Montana lands versatile athlete Rye Roberts over Air Force, Army
Rye Roberts gave Montana a Texas recruiting win over Army and Air Force, and his Missoula visit hinted at a flexible role in Bobby Hauck’s system.

Montana turned a trip into Texas into a notable recruiting win Monday, landing New Braunfels Christian Academy athlete Rye Roberts over scholarship offers from Air Force and Army.
Roberts made the call after visiting Missoula with his father, Jason Roberts, and the Grizzlies clearly made the strongest push. He spent time with recruiting director Keaton Johnson, offensive coordinator and quarterbacks coach Brent Pease, defensive coordinator and linebackers coach Eric Sanders and safeties coach Wes Nurse, a level of staff involvement that suggests Montana was not simply checking a box on an evaluation list. The Grizzlies wanted to know Roberts as a person and as a fit, and Roberts came away impressed enough to choose Montana’s Big Sky program over two service academies known for appealing to disciplined, high-character, multi-sport athletes.

That matters because Roberts profiles as the kind of adaptable piece Montana has increasingly tried to stockpile. The Grizzlies do not need every addition to be a one-position specialist; they need players who can handle multiple jobs as the roster develops. Roberts’ background as a versatile athlete gives Montana options, whether that means building him into a defensive back, using him in a hybrid role, or creating value on special teams while the staff sorts out the best long-term fit. For a program that has stayed in the playoff conversation by maximizing athleticism and positional flexibility, that sort of recruit fits the model.
The commitment also says something about Montana’s reach.
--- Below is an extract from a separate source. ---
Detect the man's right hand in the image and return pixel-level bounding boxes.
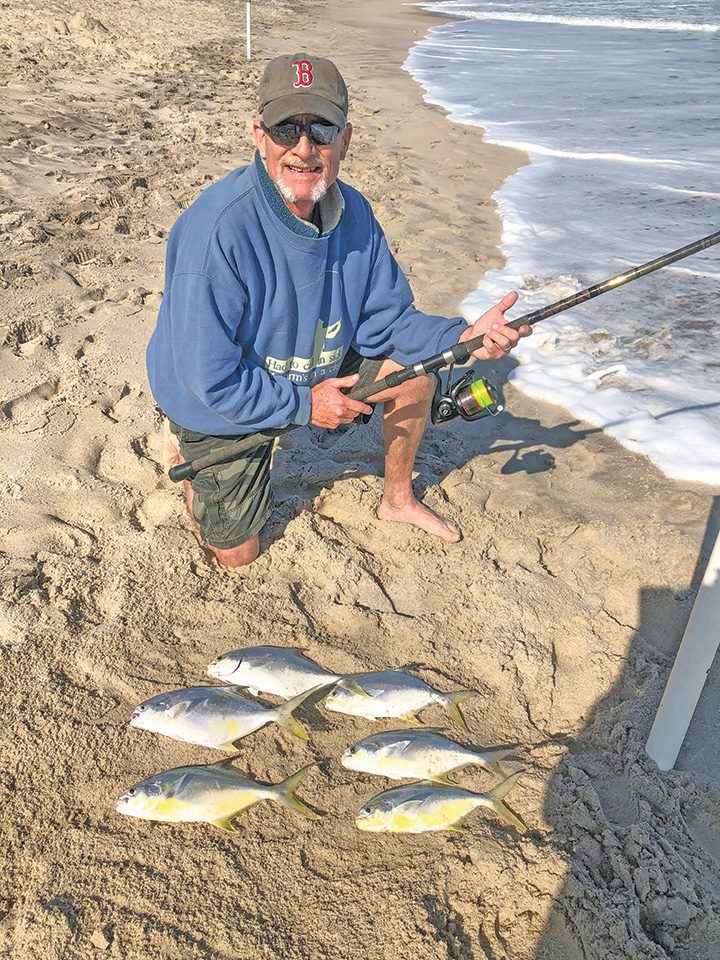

The Grizzlies are no longer limiting themselves to the traditional Western footprint, and Texas has become a legitimate part of the map. Montana already showed that in 2025, when it signed 16 players on the first day of the early signing period and later said that class finished with 36 total newcomers, including 17 incoming freshmen and 18 players from the collegiate ranks. Eight of the 16 early signees were rated as three-star prep prospects, and one member of that class came from Texas. Roberts gives that trend another data point.

For Hauck and his staff, winning a battle over Air Force and Army for a Texas prospect is more than a single commitment. It reflects a broader recruiting strategy built around personality, versatility and travel appeal, and it shows Montana’s brand still travels well when the visit is handled properly. In a Big Sky race where roster construction keeps getting more competitive, Roberts is the kind of addition that can help define the next layer of the Grizzlies’ depth and upside.